Review of Cyborg

Cyborg (1989)
3/10
-ouch-
30 April 2001
Okay, before I even delve into the horrors of this film, I'd just like to know what the heck is with Kitty Chalmers obsession with guitars?? Couldn't she come up with some more original names? Gibson Rickenbacker, Fender Tremolo, Marshall Strat, Roland Pick...GIVE ME A BREAK!!

Okay, now that that's out of the way, this film is pure cheeze. Non-stop cheddar from beginning to end. The thinnest of plots, the background is so shallow you need a helmet to wade through it...and the acting is *horrible*!! Not that I expected much from a Van Damme film, but COME ON!!! Vincent Klyn can barely put two syllables together! It amazes me that he could even get through his lines! (And what's with that outfit?
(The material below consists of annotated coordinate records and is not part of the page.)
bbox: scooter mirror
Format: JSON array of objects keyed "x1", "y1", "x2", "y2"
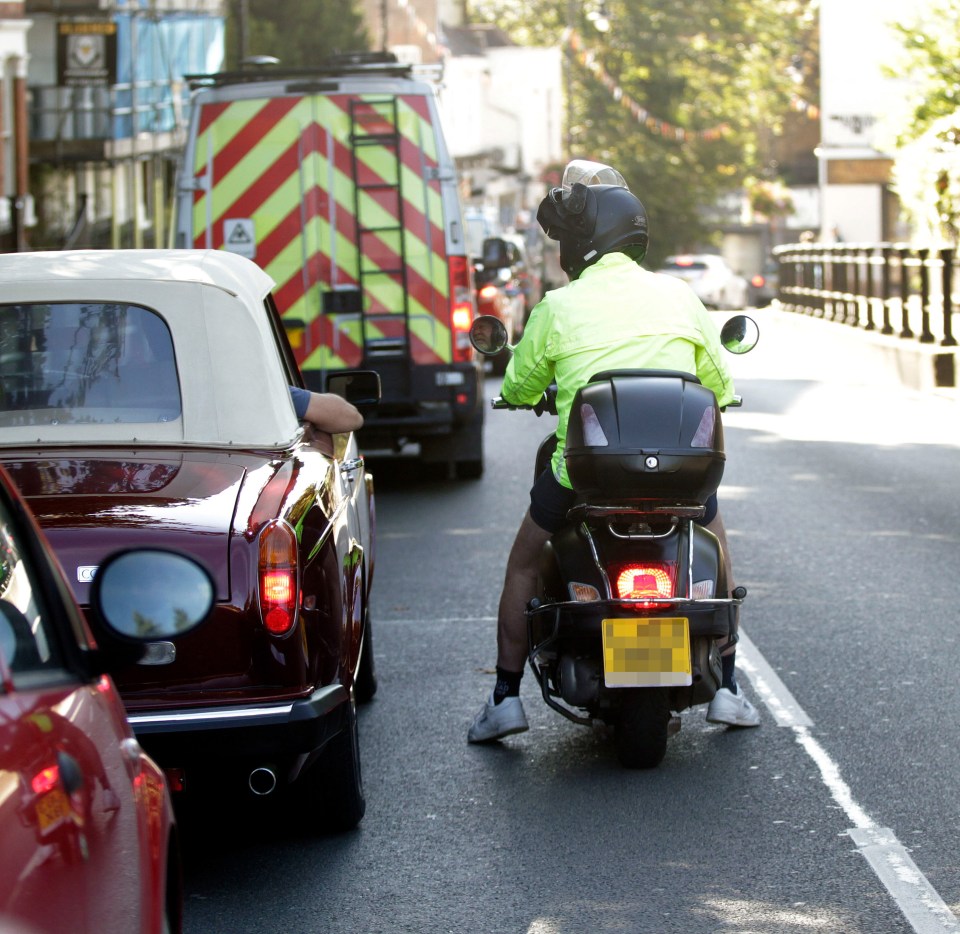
[
  {"x1": 470, "y1": 315, "x2": 507, "y2": 357},
  {"x1": 720, "y1": 315, "x2": 760, "y2": 354}
]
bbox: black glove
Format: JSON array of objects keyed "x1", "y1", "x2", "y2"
[{"x1": 533, "y1": 383, "x2": 557, "y2": 418}]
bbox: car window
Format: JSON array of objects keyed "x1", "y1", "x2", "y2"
[
  {"x1": 0, "y1": 503, "x2": 63, "y2": 688},
  {"x1": 0, "y1": 302, "x2": 181, "y2": 426}
]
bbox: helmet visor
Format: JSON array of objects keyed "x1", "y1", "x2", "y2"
[{"x1": 550, "y1": 159, "x2": 627, "y2": 204}]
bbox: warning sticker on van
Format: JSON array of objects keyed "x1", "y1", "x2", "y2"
[{"x1": 223, "y1": 217, "x2": 257, "y2": 259}]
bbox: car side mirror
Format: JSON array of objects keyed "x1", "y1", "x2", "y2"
[
  {"x1": 327, "y1": 370, "x2": 382, "y2": 412},
  {"x1": 90, "y1": 548, "x2": 216, "y2": 643},
  {"x1": 281, "y1": 318, "x2": 307, "y2": 350}
]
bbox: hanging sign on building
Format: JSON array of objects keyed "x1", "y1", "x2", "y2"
[{"x1": 57, "y1": 20, "x2": 117, "y2": 87}]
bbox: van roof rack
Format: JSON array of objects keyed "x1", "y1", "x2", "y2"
[{"x1": 184, "y1": 52, "x2": 442, "y2": 89}]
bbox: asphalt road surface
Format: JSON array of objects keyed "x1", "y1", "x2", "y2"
[{"x1": 183, "y1": 310, "x2": 960, "y2": 934}]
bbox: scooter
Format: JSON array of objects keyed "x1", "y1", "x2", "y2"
[{"x1": 470, "y1": 315, "x2": 759, "y2": 768}]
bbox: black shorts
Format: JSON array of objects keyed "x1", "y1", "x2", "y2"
[{"x1": 530, "y1": 467, "x2": 718, "y2": 535}]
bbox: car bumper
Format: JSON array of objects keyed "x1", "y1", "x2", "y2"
[{"x1": 128, "y1": 684, "x2": 350, "y2": 767}]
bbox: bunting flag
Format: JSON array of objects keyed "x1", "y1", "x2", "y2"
[
  {"x1": 562, "y1": 28, "x2": 730, "y2": 143},
  {"x1": 396, "y1": 0, "x2": 450, "y2": 61}
]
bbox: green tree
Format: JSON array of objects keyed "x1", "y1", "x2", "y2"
[
  {"x1": 886, "y1": 0, "x2": 960, "y2": 146},
  {"x1": 886, "y1": 0, "x2": 960, "y2": 244},
  {"x1": 226, "y1": 0, "x2": 370, "y2": 69},
  {"x1": 474, "y1": 0, "x2": 816, "y2": 265}
]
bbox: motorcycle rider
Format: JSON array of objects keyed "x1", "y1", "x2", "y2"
[{"x1": 467, "y1": 163, "x2": 760, "y2": 743}]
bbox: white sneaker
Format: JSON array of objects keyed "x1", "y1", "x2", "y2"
[
  {"x1": 707, "y1": 686, "x2": 760, "y2": 726},
  {"x1": 467, "y1": 694, "x2": 530, "y2": 743}
]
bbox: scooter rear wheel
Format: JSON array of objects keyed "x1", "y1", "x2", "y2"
[{"x1": 613, "y1": 688, "x2": 670, "y2": 769}]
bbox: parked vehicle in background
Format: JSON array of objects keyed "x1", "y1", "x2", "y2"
[
  {"x1": 750, "y1": 258, "x2": 780, "y2": 308},
  {"x1": 503, "y1": 228, "x2": 543, "y2": 323},
  {"x1": 0, "y1": 250, "x2": 378, "y2": 830},
  {"x1": 0, "y1": 462, "x2": 213, "y2": 934},
  {"x1": 474, "y1": 236, "x2": 527, "y2": 359},
  {"x1": 659, "y1": 253, "x2": 750, "y2": 309},
  {"x1": 175, "y1": 52, "x2": 484, "y2": 477}
]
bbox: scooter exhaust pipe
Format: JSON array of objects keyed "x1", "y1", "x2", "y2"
[{"x1": 247, "y1": 765, "x2": 277, "y2": 798}]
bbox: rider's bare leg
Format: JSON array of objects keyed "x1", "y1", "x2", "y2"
[{"x1": 497, "y1": 512, "x2": 550, "y2": 672}]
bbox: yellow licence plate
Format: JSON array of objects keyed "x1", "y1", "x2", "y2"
[{"x1": 603, "y1": 617, "x2": 693, "y2": 688}]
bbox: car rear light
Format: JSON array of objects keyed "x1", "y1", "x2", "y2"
[
  {"x1": 259, "y1": 519, "x2": 300, "y2": 636},
  {"x1": 614, "y1": 562, "x2": 674, "y2": 608},
  {"x1": 449, "y1": 256, "x2": 476, "y2": 363},
  {"x1": 30, "y1": 765, "x2": 60, "y2": 795}
]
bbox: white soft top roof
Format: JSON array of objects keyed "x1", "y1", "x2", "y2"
[{"x1": 0, "y1": 250, "x2": 300, "y2": 448}]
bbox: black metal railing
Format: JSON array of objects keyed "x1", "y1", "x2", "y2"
[{"x1": 773, "y1": 243, "x2": 957, "y2": 347}]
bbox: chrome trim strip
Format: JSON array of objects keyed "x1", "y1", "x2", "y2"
[{"x1": 127, "y1": 704, "x2": 293, "y2": 725}]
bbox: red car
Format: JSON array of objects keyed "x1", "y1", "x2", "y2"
[
  {"x1": 0, "y1": 470, "x2": 213, "y2": 934},
  {"x1": 0, "y1": 250, "x2": 379, "y2": 830}
]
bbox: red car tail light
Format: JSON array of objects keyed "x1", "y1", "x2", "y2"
[
  {"x1": 259, "y1": 520, "x2": 300, "y2": 636},
  {"x1": 449, "y1": 256, "x2": 475, "y2": 363},
  {"x1": 30, "y1": 765, "x2": 60, "y2": 795},
  {"x1": 614, "y1": 563, "x2": 674, "y2": 609}
]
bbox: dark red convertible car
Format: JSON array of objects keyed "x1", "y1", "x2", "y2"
[{"x1": 0, "y1": 250, "x2": 379, "y2": 830}]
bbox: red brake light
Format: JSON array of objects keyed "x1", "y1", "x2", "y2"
[
  {"x1": 30, "y1": 765, "x2": 60, "y2": 795},
  {"x1": 259, "y1": 520, "x2": 300, "y2": 636},
  {"x1": 449, "y1": 256, "x2": 476, "y2": 363},
  {"x1": 614, "y1": 564, "x2": 674, "y2": 606}
]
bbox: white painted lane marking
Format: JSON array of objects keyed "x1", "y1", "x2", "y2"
[
  {"x1": 737, "y1": 629, "x2": 813, "y2": 727},
  {"x1": 737, "y1": 629, "x2": 960, "y2": 934}
]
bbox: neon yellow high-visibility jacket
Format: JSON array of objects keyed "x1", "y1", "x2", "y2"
[{"x1": 500, "y1": 253, "x2": 734, "y2": 488}]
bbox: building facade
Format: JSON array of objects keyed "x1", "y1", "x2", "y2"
[{"x1": 24, "y1": 0, "x2": 225, "y2": 249}]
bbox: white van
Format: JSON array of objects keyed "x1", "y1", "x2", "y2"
[{"x1": 174, "y1": 53, "x2": 483, "y2": 477}]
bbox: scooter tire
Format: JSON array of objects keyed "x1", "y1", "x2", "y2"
[{"x1": 613, "y1": 688, "x2": 670, "y2": 769}]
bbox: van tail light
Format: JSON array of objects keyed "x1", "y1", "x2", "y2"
[
  {"x1": 613, "y1": 562, "x2": 676, "y2": 609},
  {"x1": 258, "y1": 519, "x2": 300, "y2": 636},
  {"x1": 449, "y1": 256, "x2": 476, "y2": 363}
]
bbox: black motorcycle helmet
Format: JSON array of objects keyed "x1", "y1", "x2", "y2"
[{"x1": 537, "y1": 176, "x2": 648, "y2": 279}]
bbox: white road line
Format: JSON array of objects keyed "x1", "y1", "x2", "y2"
[{"x1": 737, "y1": 629, "x2": 960, "y2": 934}]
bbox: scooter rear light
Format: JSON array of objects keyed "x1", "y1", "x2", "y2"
[{"x1": 614, "y1": 563, "x2": 675, "y2": 607}]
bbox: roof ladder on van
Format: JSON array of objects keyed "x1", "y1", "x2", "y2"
[{"x1": 350, "y1": 96, "x2": 410, "y2": 365}]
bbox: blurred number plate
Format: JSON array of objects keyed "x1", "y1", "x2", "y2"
[{"x1": 603, "y1": 617, "x2": 693, "y2": 688}]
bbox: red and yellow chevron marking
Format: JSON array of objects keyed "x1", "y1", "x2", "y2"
[{"x1": 193, "y1": 94, "x2": 451, "y2": 370}]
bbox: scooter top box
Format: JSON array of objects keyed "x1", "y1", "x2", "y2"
[{"x1": 564, "y1": 370, "x2": 726, "y2": 504}]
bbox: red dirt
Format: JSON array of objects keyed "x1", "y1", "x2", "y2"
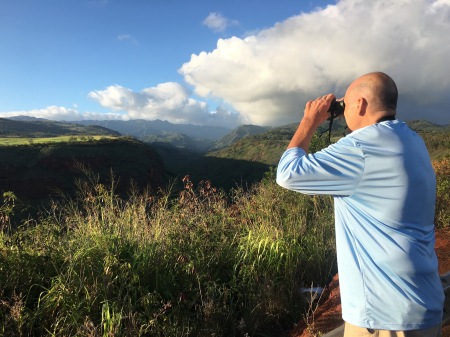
[{"x1": 290, "y1": 228, "x2": 450, "y2": 337}]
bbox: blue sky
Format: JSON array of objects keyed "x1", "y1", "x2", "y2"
[{"x1": 0, "y1": 0, "x2": 450, "y2": 127}]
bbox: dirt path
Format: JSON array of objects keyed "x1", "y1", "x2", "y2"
[{"x1": 290, "y1": 228, "x2": 450, "y2": 337}]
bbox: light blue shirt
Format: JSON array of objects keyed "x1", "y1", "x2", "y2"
[{"x1": 277, "y1": 120, "x2": 444, "y2": 330}]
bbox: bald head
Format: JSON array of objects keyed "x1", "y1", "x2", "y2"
[{"x1": 353, "y1": 72, "x2": 398, "y2": 114}]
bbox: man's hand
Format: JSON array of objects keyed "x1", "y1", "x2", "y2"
[
  {"x1": 303, "y1": 94, "x2": 335, "y2": 125},
  {"x1": 288, "y1": 94, "x2": 335, "y2": 152}
]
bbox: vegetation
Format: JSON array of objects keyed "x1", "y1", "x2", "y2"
[
  {"x1": 0, "y1": 136, "x2": 117, "y2": 146},
  {"x1": 0, "y1": 117, "x2": 120, "y2": 138},
  {"x1": 0, "y1": 118, "x2": 450, "y2": 337}
]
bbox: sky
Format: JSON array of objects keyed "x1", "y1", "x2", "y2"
[{"x1": 0, "y1": 0, "x2": 450, "y2": 128}]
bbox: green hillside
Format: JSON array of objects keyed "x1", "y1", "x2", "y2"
[
  {"x1": 0, "y1": 138, "x2": 164, "y2": 203},
  {"x1": 0, "y1": 118, "x2": 120, "y2": 138}
]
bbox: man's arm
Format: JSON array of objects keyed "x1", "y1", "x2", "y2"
[{"x1": 287, "y1": 94, "x2": 335, "y2": 152}]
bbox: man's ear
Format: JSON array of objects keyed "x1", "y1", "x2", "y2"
[{"x1": 356, "y1": 97, "x2": 367, "y2": 116}]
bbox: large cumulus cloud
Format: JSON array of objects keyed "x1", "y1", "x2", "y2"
[
  {"x1": 180, "y1": 0, "x2": 450, "y2": 125},
  {"x1": 89, "y1": 82, "x2": 240, "y2": 127}
]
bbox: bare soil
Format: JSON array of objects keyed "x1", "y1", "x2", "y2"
[{"x1": 289, "y1": 228, "x2": 450, "y2": 337}]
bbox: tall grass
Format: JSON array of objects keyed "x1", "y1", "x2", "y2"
[
  {"x1": 0, "y1": 159, "x2": 450, "y2": 337},
  {"x1": 0, "y1": 172, "x2": 335, "y2": 336}
]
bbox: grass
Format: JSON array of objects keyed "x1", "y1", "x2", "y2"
[
  {"x1": 0, "y1": 136, "x2": 117, "y2": 146},
  {"x1": 0, "y1": 169, "x2": 335, "y2": 336},
  {"x1": 0, "y1": 130, "x2": 450, "y2": 337}
]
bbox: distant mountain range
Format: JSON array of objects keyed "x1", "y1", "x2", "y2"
[
  {"x1": 0, "y1": 117, "x2": 120, "y2": 138},
  {"x1": 0, "y1": 117, "x2": 450, "y2": 205}
]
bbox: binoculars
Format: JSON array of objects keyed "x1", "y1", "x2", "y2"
[{"x1": 328, "y1": 99, "x2": 345, "y2": 120}]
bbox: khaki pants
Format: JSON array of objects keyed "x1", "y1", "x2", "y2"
[{"x1": 344, "y1": 323, "x2": 442, "y2": 337}]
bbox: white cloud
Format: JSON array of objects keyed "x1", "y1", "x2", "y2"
[
  {"x1": 180, "y1": 0, "x2": 450, "y2": 125},
  {"x1": 203, "y1": 12, "x2": 237, "y2": 32},
  {"x1": 89, "y1": 82, "x2": 240, "y2": 127}
]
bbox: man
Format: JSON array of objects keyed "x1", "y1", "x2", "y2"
[{"x1": 277, "y1": 72, "x2": 444, "y2": 337}]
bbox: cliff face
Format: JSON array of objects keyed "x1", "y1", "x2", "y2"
[{"x1": 0, "y1": 139, "x2": 164, "y2": 202}]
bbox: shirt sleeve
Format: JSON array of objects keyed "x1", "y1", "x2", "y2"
[{"x1": 276, "y1": 142, "x2": 364, "y2": 196}]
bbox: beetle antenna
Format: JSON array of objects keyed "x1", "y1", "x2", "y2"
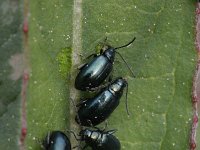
[
  {"x1": 126, "y1": 82, "x2": 130, "y2": 116},
  {"x1": 70, "y1": 98, "x2": 83, "y2": 130},
  {"x1": 67, "y1": 130, "x2": 81, "y2": 141},
  {"x1": 115, "y1": 37, "x2": 136, "y2": 50},
  {"x1": 116, "y1": 51, "x2": 135, "y2": 78}
]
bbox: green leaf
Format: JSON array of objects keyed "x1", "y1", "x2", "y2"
[
  {"x1": 0, "y1": 0, "x2": 24, "y2": 150},
  {"x1": 26, "y1": 0, "x2": 72, "y2": 150},
  {"x1": 26, "y1": 0, "x2": 196, "y2": 150}
]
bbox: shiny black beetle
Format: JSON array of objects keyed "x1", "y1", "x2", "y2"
[
  {"x1": 70, "y1": 127, "x2": 121, "y2": 150},
  {"x1": 76, "y1": 77, "x2": 129, "y2": 126},
  {"x1": 75, "y1": 37, "x2": 136, "y2": 91},
  {"x1": 79, "y1": 129, "x2": 121, "y2": 150},
  {"x1": 42, "y1": 131, "x2": 71, "y2": 150}
]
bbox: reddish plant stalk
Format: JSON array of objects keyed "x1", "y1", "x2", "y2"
[{"x1": 190, "y1": 2, "x2": 200, "y2": 150}]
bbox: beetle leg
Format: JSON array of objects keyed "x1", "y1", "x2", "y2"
[
  {"x1": 89, "y1": 82, "x2": 110, "y2": 91},
  {"x1": 102, "y1": 120, "x2": 108, "y2": 131},
  {"x1": 66, "y1": 130, "x2": 81, "y2": 141},
  {"x1": 77, "y1": 63, "x2": 87, "y2": 70},
  {"x1": 85, "y1": 53, "x2": 97, "y2": 59},
  {"x1": 76, "y1": 100, "x2": 87, "y2": 107},
  {"x1": 106, "y1": 129, "x2": 117, "y2": 135}
]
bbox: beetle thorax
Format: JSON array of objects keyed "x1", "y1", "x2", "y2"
[
  {"x1": 110, "y1": 78, "x2": 126, "y2": 93},
  {"x1": 103, "y1": 47, "x2": 115, "y2": 63},
  {"x1": 80, "y1": 129, "x2": 100, "y2": 141}
]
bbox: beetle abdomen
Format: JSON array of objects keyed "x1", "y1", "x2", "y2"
[
  {"x1": 76, "y1": 90, "x2": 120, "y2": 126},
  {"x1": 75, "y1": 55, "x2": 112, "y2": 91},
  {"x1": 43, "y1": 131, "x2": 71, "y2": 150},
  {"x1": 88, "y1": 134, "x2": 121, "y2": 150}
]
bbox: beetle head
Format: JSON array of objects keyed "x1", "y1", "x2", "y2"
[
  {"x1": 110, "y1": 77, "x2": 127, "y2": 92},
  {"x1": 79, "y1": 129, "x2": 91, "y2": 140},
  {"x1": 103, "y1": 46, "x2": 115, "y2": 63}
]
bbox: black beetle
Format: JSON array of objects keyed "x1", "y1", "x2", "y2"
[
  {"x1": 75, "y1": 37, "x2": 136, "y2": 91},
  {"x1": 69, "y1": 127, "x2": 121, "y2": 150},
  {"x1": 42, "y1": 131, "x2": 71, "y2": 150},
  {"x1": 76, "y1": 77, "x2": 129, "y2": 126},
  {"x1": 79, "y1": 129, "x2": 121, "y2": 150}
]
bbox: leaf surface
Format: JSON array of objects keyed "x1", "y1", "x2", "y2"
[{"x1": 26, "y1": 0, "x2": 196, "y2": 150}]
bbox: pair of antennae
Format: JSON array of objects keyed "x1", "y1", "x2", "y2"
[
  {"x1": 114, "y1": 37, "x2": 136, "y2": 78},
  {"x1": 125, "y1": 82, "x2": 130, "y2": 116}
]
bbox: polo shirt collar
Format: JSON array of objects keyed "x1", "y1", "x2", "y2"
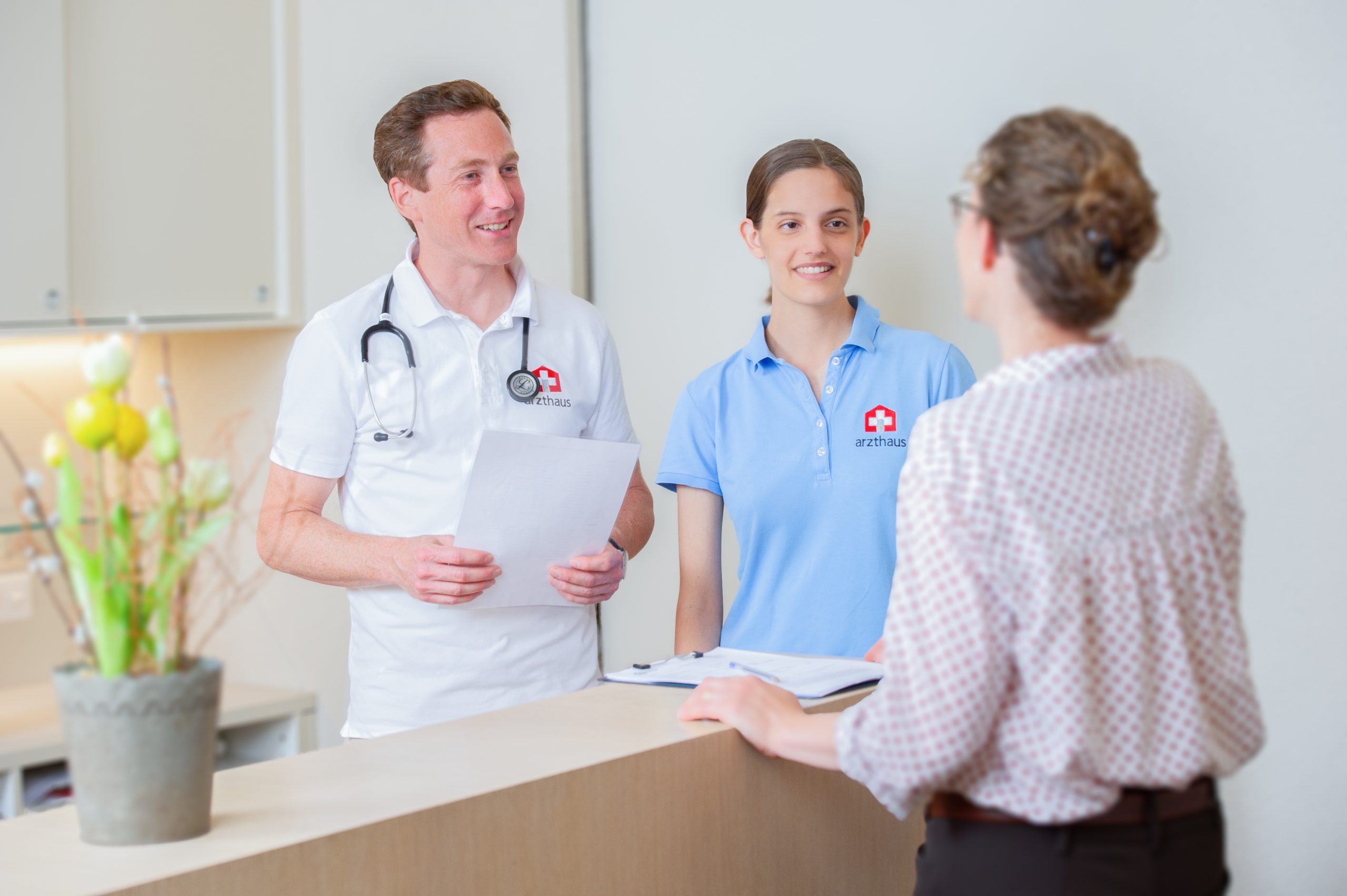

The sunglasses were bigger than his head (nice contacts, btw...) and that chain (?) mail was odd-looking...

Anyways, the plot is cheezy, the acting's horrid, the effects are worse (even for 1989!), the costumes look like they were from the Mad Max rejection pile...in fact, this entire film is like one giant Mad Max outtake!

Overall: I can't believe I actually ever almost liked this film (I saw it in the theater in '89 and thought it was fairly good). If you want to see Van Damme that's even *close* to worth watching, skip this one and rent Hard Target (GO JOHN WOO!!), Kickboxer or Bloodsport. 3/10.